After initial introductions, briefing the groups about the risk of the hot weather, drinking enough water throughout the day and reminders to stay together, we set off in pursuit of the mountain summit against a cloudless blue sky.
It’s hard to know initially what to expect with groups with regards to their previous experience, ability and motivation. Yet what we were greeted with was an incredibly supportive group of young people ready to embrace the challenge. A group of young women, from an all-girls faith school in Rochdale, who in their own words told me ‘We’re not as Muslim as people like to think.’ With their walking shoes laced up, backpacks with water filled up and hijabs adjusted, the pupils made their way up the steep ascent out of Llanberis.

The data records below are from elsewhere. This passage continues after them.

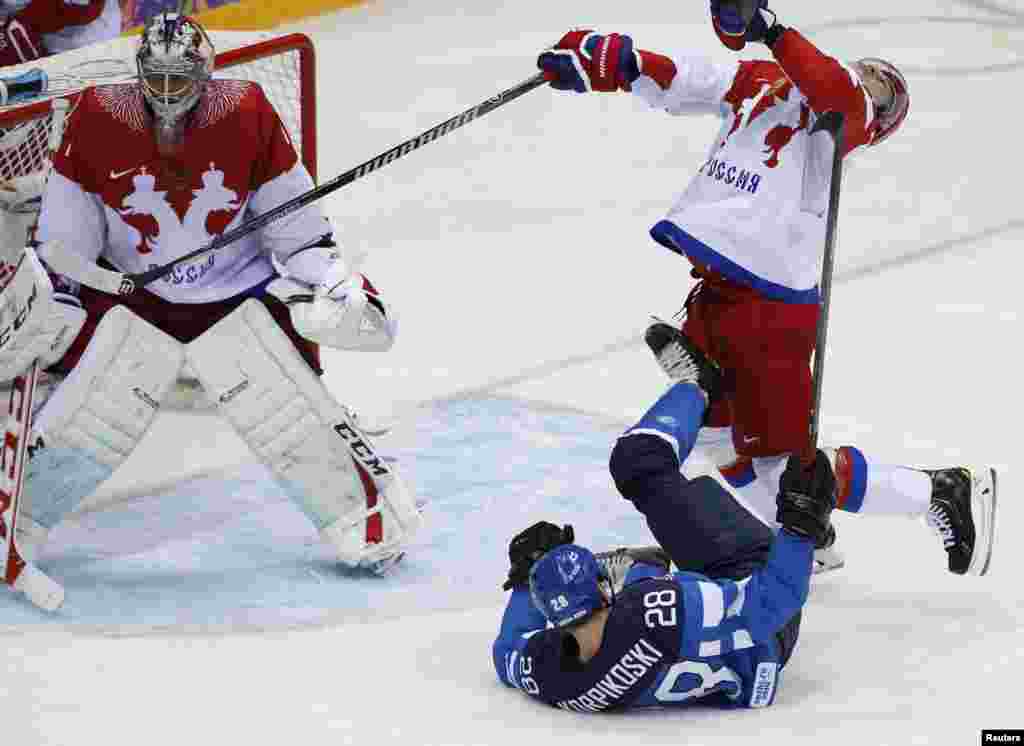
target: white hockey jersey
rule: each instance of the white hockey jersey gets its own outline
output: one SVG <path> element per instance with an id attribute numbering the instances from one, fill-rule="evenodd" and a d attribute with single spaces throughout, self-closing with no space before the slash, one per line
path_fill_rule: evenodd
<path id="1" fill-rule="evenodd" d="M 312 189 L 280 118 L 255 83 L 215 80 L 190 115 L 180 159 L 161 157 L 136 84 L 73 103 L 40 214 L 39 238 L 126 273 L 167 264 L 246 218 Z M 175 303 L 224 300 L 330 233 L 315 205 L 175 267 L 147 289 Z M 297 277 L 303 281 L 319 278 Z"/>
<path id="2" fill-rule="evenodd" d="M 817 115 L 846 115 L 844 151 L 870 140 L 871 101 L 856 73 L 790 29 L 778 62 L 715 64 L 641 54 L 632 90 L 670 114 L 715 113 L 722 126 L 689 186 L 651 230 L 699 269 L 768 298 L 817 301 L 833 148 Z M 653 63 L 653 64 L 652 64 Z"/>

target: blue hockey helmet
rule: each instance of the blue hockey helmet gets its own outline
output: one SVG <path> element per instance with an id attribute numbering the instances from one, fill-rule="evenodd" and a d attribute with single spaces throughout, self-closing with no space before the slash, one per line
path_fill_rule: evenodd
<path id="1" fill-rule="evenodd" d="M 586 547 L 555 547 L 530 568 L 533 605 L 556 627 L 575 624 L 608 605 L 608 575 Z"/>

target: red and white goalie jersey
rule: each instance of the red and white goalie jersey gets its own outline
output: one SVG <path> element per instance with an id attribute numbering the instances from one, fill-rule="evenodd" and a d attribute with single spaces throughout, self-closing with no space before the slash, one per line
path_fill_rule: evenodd
<path id="1" fill-rule="evenodd" d="M 670 114 L 722 118 L 705 161 L 651 233 L 769 298 L 813 303 L 832 148 L 810 130 L 819 114 L 842 112 L 849 153 L 870 143 L 874 112 L 856 72 L 797 31 L 785 31 L 773 52 L 777 61 L 724 65 L 641 52 L 634 94 Z"/>
<path id="2" fill-rule="evenodd" d="M 207 83 L 178 158 L 158 153 L 138 85 L 99 86 L 72 104 L 43 196 L 39 239 L 59 239 L 121 272 L 142 272 L 312 188 L 255 83 Z M 274 275 L 271 254 L 283 261 L 330 232 L 319 209 L 308 206 L 175 267 L 147 290 L 176 303 L 230 298 Z"/>

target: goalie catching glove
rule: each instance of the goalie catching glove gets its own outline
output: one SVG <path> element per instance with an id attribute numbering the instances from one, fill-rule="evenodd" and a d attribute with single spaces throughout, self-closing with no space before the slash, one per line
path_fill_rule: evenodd
<path id="1" fill-rule="evenodd" d="M 330 236 L 299 249 L 267 286 L 311 342 L 339 350 L 380 352 L 394 344 L 398 322 L 366 277 L 354 272 Z"/>

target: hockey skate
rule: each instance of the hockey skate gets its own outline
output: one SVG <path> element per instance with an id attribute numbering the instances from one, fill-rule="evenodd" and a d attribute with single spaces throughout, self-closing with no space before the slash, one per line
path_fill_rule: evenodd
<path id="1" fill-rule="evenodd" d="M 814 565 L 811 567 L 811 572 L 815 575 L 820 575 L 832 570 L 838 570 L 845 564 L 846 560 L 839 550 L 836 549 L 835 526 L 829 526 L 828 537 L 825 539 L 825 543 L 820 547 L 814 548 Z"/>
<path id="2" fill-rule="evenodd" d="M 594 555 L 594 558 L 597 560 L 597 564 L 608 573 L 614 593 L 622 590 L 626 584 L 626 575 L 636 563 L 663 567 L 665 572 L 669 571 L 672 564 L 668 553 L 659 546 L 620 547 L 607 552 L 599 552 Z"/>
<path id="3" fill-rule="evenodd" d="M 674 383 L 695 383 L 715 401 L 722 390 L 722 371 L 689 338 L 671 324 L 654 317 L 647 327 L 644 341 L 651 348 L 658 365 Z"/>
<path id="4" fill-rule="evenodd" d="M 995 469 L 924 469 L 932 480 L 932 499 L 925 514 L 942 539 L 949 571 L 984 575 L 992 561 L 996 514 Z"/>

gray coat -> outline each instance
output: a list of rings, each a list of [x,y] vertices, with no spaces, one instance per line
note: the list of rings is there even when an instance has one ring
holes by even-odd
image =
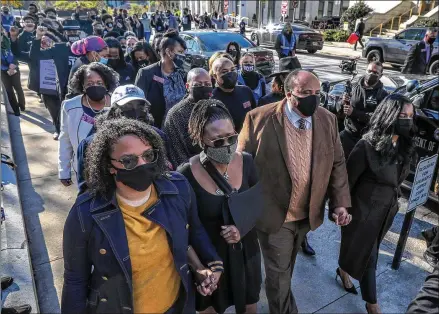
[[[352,221],[341,228],[339,265],[360,280],[373,245],[380,243],[398,212],[399,186],[409,173],[409,162],[381,164],[379,153],[364,139],[347,161]]]

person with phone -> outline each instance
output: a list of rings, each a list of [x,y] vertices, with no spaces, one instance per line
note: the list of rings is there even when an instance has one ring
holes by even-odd
[[[380,102],[388,95],[380,78],[383,65],[379,61],[368,64],[366,73],[352,86],[352,96],[343,95],[344,130],[340,133],[346,160],[355,144],[367,131],[370,117]]]
[[[29,51],[32,41],[35,38],[35,28],[38,19],[33,15],[23,17],[23,31],[20,33],[18,27],[13,26],[9,31],[11,49],[19,61],[28,63]]]

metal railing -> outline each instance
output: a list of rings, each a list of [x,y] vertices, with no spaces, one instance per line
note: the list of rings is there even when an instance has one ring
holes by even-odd
[[[407,12],[404,12],[404,13],[402,13],[402,14],[399,15],[399,16],[394,16],[394,17],[392,17],[391,19],[389,19],[389,20],[387,20],[387,21],[385,21],[385,22],[379,24],[378,26],[372,28],[372,29],[369,31],[369,36],[372,36],[372,33],[373,33],[376,29],[378,29],[378,28],[380,29],[380,32],[379,32],[378,35],[381,35],[381,33],[383,32],[383,26],[386,25],[386,24],[389,24],[389,23],[390,23],[390,29],[393,29],[393,24],[394,24],[394,22],[395,22],[395,19],[398,19],[398,29],[399,29],[399,26],[401,25],[401,19],[402,19],[402,17],[403,17],[404,15],[406,15],[406,14],[409,14],[408,17],[411,18],[412,15],[413,15],[413,10],[417,10],[417,9],[418,9],[417,7],[413,7],[413,8],[411,8],[410,10],[408,10]]]

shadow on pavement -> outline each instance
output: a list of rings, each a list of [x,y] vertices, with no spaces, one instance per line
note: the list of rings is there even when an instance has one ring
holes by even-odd
[[[13,120],[13,121],[12,121]],[[54,285],[53,273],[50,267],[49,254],[47,251],[39,214],[45,211],[44,200],[35,192],[30,175],[23,180],[23,174],[29,174],[27,152],[23,142],[19,119],[11,119],[11,142],[14,156],[16,156],[18,187],[22,203],[26,232],[29,241],[34,278],[39,296],[39,307],[42,313],[59,313],[60,306]],[[33,206],[26,206],[25,199],[32,199]],[[37,271],[41,264],[47,264],[45,271]],[[44,280],[41,280],[44,278]],[[44,282],[44,285],[40,283]],[[48,284],[49,283],[49,284]],[[44,296],[44,297],[41,297]]]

The sense of unity and support for each other was evident. The girls told me how their year groups are the same size as some class groups in a standard school. The groups naturally bonded together, chatting & talking constantly on the way up. They told me how they had excitedly talked about climbing Snowdon during lessons with their teachers.

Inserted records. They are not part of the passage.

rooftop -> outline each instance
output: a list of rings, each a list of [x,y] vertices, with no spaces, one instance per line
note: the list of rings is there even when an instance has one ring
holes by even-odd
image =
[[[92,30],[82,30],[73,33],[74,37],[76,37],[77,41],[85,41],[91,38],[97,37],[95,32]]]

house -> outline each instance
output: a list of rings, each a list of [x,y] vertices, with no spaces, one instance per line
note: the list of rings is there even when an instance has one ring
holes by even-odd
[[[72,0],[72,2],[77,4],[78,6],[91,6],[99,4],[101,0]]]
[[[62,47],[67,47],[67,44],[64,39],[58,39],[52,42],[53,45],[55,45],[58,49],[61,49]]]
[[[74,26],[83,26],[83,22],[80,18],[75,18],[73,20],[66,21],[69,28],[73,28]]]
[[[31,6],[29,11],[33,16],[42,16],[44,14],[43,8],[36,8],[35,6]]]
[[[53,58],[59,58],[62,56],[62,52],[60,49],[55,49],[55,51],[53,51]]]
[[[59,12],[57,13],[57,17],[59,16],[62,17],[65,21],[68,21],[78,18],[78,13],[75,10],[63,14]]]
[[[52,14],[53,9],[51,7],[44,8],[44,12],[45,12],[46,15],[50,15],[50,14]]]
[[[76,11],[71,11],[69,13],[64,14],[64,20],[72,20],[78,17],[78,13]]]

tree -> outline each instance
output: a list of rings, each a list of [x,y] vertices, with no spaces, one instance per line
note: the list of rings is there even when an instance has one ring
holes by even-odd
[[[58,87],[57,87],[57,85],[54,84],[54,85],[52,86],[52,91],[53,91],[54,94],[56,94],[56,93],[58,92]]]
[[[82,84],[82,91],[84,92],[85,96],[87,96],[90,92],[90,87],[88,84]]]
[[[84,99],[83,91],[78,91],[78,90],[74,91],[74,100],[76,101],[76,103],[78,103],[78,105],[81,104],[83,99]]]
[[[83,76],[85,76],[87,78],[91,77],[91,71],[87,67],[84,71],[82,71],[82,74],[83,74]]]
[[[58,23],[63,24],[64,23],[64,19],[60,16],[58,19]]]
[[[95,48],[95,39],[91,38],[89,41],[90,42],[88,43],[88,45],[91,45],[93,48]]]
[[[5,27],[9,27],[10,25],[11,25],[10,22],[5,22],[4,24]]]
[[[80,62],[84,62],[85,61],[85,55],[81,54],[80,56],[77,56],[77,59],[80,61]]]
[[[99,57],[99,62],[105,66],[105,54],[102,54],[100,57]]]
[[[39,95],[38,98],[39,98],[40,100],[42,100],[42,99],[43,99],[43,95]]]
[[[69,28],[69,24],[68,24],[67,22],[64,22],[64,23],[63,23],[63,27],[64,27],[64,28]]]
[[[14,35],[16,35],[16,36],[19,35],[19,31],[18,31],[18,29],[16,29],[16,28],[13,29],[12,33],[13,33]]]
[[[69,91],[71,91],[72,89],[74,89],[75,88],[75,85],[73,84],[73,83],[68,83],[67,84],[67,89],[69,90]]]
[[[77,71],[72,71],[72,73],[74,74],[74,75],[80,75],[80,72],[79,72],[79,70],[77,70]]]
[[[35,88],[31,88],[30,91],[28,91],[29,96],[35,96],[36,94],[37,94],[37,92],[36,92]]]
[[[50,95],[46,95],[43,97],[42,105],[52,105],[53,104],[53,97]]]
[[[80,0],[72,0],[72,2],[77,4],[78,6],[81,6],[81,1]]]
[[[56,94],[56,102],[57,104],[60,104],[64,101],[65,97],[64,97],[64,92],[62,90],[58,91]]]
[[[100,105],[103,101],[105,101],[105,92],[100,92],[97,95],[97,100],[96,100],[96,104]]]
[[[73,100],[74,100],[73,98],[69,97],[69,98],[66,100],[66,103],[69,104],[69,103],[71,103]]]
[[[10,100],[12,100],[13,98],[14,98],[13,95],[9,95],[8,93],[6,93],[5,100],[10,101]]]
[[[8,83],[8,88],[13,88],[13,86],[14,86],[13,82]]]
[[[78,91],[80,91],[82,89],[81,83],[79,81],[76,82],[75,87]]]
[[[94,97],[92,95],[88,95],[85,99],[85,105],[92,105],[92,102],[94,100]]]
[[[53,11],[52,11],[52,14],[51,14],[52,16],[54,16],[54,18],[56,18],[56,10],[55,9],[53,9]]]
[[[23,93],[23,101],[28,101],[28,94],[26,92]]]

What made the instructing experience special was that for many of the participants, they have never been to Snowdonia, or even explored the outdoors outside of Rochdale. As a female instructor, from an ethnic minority background leading my group, many of the girls were curious and inspired for my reasons of instructing groups in the mountains. One of them even asked how many times I climbed Snowdon, as if climbing the mountain on repeat occasions was an indication of how much I loved the area. The inspiration to the participants was a key reminder that we need more instructors from all backgrounds, to remind the next generation of what they can achieve if they put their minds to it.

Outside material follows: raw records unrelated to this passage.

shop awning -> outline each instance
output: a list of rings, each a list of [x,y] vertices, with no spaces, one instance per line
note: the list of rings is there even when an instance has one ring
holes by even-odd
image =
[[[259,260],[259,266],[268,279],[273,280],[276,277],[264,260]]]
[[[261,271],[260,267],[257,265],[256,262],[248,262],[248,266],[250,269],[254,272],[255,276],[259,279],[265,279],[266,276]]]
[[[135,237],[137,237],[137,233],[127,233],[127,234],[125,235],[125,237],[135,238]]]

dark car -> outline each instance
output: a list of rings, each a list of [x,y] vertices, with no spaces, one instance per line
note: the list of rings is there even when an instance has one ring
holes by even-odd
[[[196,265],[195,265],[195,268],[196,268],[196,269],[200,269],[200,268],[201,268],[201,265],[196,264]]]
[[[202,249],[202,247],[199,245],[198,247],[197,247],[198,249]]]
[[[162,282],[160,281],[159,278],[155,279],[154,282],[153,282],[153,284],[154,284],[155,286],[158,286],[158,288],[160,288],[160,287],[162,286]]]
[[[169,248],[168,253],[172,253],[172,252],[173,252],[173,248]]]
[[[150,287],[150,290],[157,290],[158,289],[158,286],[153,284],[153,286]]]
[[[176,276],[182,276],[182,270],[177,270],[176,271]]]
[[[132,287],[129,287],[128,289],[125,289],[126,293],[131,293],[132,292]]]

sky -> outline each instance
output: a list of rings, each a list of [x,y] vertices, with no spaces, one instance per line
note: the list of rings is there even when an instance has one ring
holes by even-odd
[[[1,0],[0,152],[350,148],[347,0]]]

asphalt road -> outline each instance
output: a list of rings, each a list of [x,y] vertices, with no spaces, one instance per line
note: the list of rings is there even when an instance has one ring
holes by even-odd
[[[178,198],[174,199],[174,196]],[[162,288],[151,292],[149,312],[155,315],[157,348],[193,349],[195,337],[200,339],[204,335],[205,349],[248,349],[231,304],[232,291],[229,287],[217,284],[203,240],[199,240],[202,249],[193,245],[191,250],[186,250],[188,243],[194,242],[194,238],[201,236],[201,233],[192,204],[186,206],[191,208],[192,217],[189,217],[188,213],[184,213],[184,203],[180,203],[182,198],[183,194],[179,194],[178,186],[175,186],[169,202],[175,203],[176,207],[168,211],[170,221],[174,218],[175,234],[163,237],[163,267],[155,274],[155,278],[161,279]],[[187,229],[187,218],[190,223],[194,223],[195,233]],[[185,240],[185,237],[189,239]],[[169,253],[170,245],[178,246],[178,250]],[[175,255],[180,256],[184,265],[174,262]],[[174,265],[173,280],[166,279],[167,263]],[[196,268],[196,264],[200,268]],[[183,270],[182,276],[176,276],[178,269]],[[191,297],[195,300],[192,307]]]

Overall , the day saw two groups reach the summit of Snowdon (1,085m), a group reach Clogwyn Station ( 779m) and a group reach Halfway House station. Yet the day was a reminder of the reasons why I choose to work for Lupine Adventure Cooperative as an instructor. Working in the outdoors has taught me a lot about my approach to adventure, and how we can all do our bit to inspire and teach others to climb their own mountains. Sometimes opportunities like these are worth the journey, presenting themselves when we least expect them. I loved my experience working alongside young people with some unexpectedly brilliant experiences.